Famep’s director says that Pará is the second Brazilian state to contribute to the trade balance and one of the last ones to have income to be able to administrate its logistics and entire infrastructure. “We are not able to face our problems because none of the companies installed here pay ICMS due to the Kandir Act. Nascimento says that in the locations where the mining companies work the roads are wonderful, but in the locations where they are not installed is chaos”.
There is lack of management
According to the geologist from Pará, who works for ARBS Consultoria and is the author of "A Indústria Mineral do Pará", Alberto Rogério Benedito da Silva, one will only be able to reverse the precarious situation of Pará’s ore producing cities with a structural planning of the area and good management of public funds. “The harm caused by mineral exploitation are a reflection of the mismanagement of public funds”, emphasizes he. He also gives the example of Parauapebas. “It is the city that receives the highest CFEM, but its benefits do not reach the population”, says he.

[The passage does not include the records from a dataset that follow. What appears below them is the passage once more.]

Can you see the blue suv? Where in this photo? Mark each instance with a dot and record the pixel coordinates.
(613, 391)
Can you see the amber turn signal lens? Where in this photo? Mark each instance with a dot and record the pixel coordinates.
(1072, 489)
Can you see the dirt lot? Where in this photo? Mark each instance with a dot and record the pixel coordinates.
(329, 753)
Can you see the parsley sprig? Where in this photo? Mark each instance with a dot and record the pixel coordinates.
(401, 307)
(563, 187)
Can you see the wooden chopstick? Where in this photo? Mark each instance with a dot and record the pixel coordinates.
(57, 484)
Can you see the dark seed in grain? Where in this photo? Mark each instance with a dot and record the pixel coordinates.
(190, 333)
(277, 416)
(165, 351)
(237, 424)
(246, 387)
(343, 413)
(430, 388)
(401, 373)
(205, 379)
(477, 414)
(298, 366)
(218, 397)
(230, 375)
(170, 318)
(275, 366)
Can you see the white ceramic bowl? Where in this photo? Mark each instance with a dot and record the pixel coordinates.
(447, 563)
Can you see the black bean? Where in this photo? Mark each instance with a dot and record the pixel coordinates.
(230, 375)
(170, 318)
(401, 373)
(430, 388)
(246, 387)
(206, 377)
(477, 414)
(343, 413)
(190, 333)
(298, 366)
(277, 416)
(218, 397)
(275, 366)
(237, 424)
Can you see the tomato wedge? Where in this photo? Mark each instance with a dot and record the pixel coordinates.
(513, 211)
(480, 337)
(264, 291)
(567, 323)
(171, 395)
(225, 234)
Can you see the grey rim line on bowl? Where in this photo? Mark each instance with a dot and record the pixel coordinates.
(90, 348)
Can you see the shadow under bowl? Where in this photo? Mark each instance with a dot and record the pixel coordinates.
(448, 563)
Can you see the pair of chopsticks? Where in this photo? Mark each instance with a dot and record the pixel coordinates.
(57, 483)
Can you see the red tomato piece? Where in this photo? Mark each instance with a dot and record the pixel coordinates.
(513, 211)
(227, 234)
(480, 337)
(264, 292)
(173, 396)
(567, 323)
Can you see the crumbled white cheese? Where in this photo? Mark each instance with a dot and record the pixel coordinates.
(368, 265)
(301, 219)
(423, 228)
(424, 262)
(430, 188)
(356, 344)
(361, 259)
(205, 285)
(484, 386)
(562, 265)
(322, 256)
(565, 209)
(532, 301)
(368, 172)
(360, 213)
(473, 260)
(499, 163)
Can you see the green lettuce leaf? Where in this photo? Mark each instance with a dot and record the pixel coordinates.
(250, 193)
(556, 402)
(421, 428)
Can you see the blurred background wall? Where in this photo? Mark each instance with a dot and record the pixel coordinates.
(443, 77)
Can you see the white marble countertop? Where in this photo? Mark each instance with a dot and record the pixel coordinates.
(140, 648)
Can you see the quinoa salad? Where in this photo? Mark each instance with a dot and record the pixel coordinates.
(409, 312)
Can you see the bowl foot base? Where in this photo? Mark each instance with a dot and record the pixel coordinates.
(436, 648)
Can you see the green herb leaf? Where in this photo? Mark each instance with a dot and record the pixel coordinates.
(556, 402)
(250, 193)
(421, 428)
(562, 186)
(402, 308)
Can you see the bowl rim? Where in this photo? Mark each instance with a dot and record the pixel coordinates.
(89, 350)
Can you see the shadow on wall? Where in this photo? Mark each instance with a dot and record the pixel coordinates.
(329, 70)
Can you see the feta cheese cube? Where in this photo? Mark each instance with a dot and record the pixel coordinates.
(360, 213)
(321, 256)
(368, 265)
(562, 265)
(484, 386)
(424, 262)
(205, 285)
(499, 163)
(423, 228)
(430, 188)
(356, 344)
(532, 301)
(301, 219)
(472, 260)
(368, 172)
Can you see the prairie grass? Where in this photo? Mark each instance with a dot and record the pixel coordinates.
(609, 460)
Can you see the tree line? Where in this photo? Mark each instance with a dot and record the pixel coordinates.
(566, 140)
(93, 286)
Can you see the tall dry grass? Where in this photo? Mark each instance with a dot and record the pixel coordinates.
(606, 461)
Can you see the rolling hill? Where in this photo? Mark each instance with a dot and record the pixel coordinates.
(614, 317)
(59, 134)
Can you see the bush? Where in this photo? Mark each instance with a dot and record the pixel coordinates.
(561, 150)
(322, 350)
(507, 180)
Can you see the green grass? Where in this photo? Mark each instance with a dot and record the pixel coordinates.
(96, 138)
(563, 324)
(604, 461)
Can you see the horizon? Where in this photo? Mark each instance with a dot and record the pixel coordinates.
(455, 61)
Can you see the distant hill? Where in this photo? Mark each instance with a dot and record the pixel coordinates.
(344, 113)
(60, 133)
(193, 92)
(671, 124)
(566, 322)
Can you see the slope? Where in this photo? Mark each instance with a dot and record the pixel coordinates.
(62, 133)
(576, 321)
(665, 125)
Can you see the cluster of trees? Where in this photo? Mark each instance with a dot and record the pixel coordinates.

The consultant also points out that Vale has an excellent transportation infrastructure, with the railroad going up to Porto de Madeira, in the city of São Luís. “However the other companies that establish themselves in the area do not have the same advantage to outflow their production properly, therefore they have to include this cost in the estimate of each new project”, says he. Silva believes that this logistic bottleneck may be equated with the waterway in river Tocantins and the North-South Railroad.
The geologist highlights the importance of the mineral industry to the cities in the area. “It is a regional development factor that is very visible in the southeastern part of the state of Pará”, stresses he. He reminds that 30 years ago, when mineral production was started in Carajás, this region accounted for 17% of Pará’s GDP. “Nowadays this number has doubled”, estimates he. According to him that is where city with the highest GDP per capita in Pará is located: Canaã dos Carajás.
And the future Outlook is a very promising one, points out the ARBS consultant. "Carajás is one of the world’s biggest geological anomalies”, says the geologist. He estimates that there is still a considerable number of ore deposits, of which only the most significant ones are being exploited. “Other ores may still be found as studies are expanded”.
According to KPMG’s Mining sector leader in Brazil, Eduardo Martins, mining is a complex activity because it does not involve only extracting the ore, but the transportation up to the end client as well. “It is generally far away and, sometimes, oceans apart” compares Martins. "The challenge in Brazil, when a mine is found, is to assemble the whole infrastructure to make the said ore get to its final destination", says he. “Unfortunately ore does not find ore in Paris, London or New York”, compares he.
Martins point out another crucial issue in the mining sector: the supply of skilled labor. “Even though it is abundant, the challenge is to convince the person to work in a distant location”, explains he.